Quand les intellectuels se taisent ce sont les journalistiques qui remplissent le vide. Justement, par le vide lui-même. Cette donnée est aujourd’hui une caractéristique de la vie politique, culturelle et sociale marocaine. La vie médiatique se substitue à la vie tout court, et elle nous restitue une image de notre société grossie, déformée, amplifiée ou parfois complètement trafiquée.
Dans notre pays le journaliste est à la fois homme politique, sociologue, politologue, historien, économiste et parfois même – ce qu’il considère comme un accomplissement professionnel – conseiller du Prince. Alors que pour toutes ces qualités, ces savoirs, ces disciplines un minimum de qualification, qui légitimerait ces discours experts, est requis.
Cette déviance est chez nous renforcée par le silence des intellectuels. Ceux-ci malmenés dans leur statut, non reconnus en tant que tels, niés dans leur production, ont fait voeux de silence en attendant qu’une société schizophrène se rende compte, finalement, qu’elle a réduit tous les espaces de créativité et d’expression à un seul espace, aussi dérisoire que bruyant, aussi paranoïaque que miné par une crise profonde : l’espace médiatique.
Quand un individu estime, à tort ou à raison, porter un projet de changement de la société, il commence d’abord par s’attacher les services d’un lobby médiatique. C’est une démarche, à la limite, légitime mais elle devient rapidement grotesque quand le projet en soi est inexistant, hasardeux, faible conceptuellement, vide ou simplement nihiliste. Cette démarche saugrenue et loufoque est devenue la règle. Elle s’épuisera d’elle même car ses ressorts sont fragiles.
Maintenant, il est clair que si les intellectuels continuent à se taire, les impostures continueront à prospérer. La politique continuera à être travestie. Les vrais débats occultés. L’Histoire revisitée par des amateurs. Et, finalement, un pays abandonné à une parole improbable, à un verbe douteux et à une rhétorique malsaine.
Nous refusons de croire à cette fatalité.
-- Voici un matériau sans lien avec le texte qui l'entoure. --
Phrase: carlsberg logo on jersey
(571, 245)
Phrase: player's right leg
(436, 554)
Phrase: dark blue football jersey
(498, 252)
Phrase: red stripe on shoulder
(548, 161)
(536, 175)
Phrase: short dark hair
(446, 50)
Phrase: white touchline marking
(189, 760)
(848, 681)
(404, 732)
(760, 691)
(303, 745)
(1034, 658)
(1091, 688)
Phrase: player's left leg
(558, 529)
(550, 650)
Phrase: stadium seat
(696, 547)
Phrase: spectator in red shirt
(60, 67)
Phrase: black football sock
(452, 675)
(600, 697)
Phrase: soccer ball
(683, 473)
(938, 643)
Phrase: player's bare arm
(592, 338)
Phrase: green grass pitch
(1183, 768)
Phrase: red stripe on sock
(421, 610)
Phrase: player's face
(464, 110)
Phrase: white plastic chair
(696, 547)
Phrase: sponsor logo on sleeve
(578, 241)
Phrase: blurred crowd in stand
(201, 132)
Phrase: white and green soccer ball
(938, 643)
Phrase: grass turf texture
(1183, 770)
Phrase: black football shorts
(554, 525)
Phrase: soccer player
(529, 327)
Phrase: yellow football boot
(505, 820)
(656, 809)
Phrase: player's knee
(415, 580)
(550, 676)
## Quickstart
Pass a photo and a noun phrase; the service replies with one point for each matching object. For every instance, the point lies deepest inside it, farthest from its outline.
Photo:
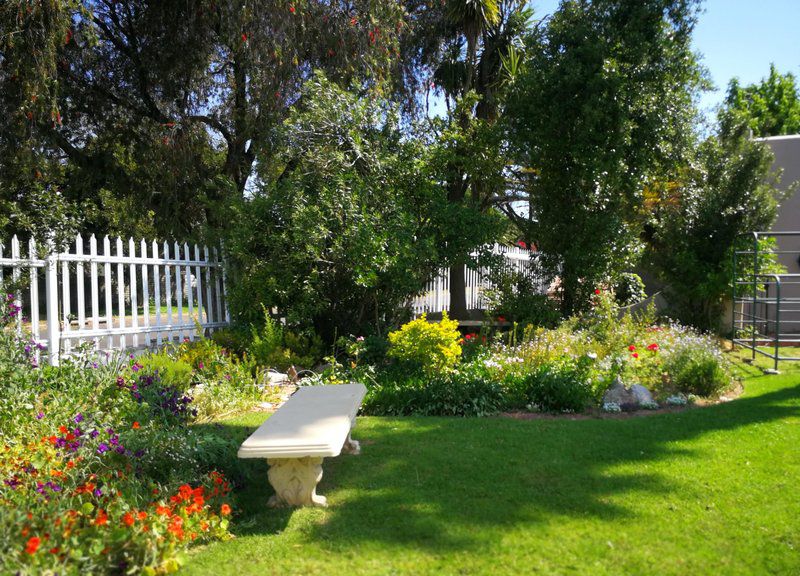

Mais en même temps nous craignons le pire. Quand la culture de la haine devient la norme, quand la marginalité la plus folklorique devient la référence et quand l’esbroufe est assimilée à l’intelligence des choses et des situations, c’est la vigilance qu’il faut appeler.
On veut bien croire que toutes les transitions produisent des phénomènes de cette nature. Mais ce qui semble provisoirement inquiétant chez nous, c’est la nature-même de ces phénomènes. Leur appréciation relève strictement du domaine du fantastique. C’est ça qui est formidable.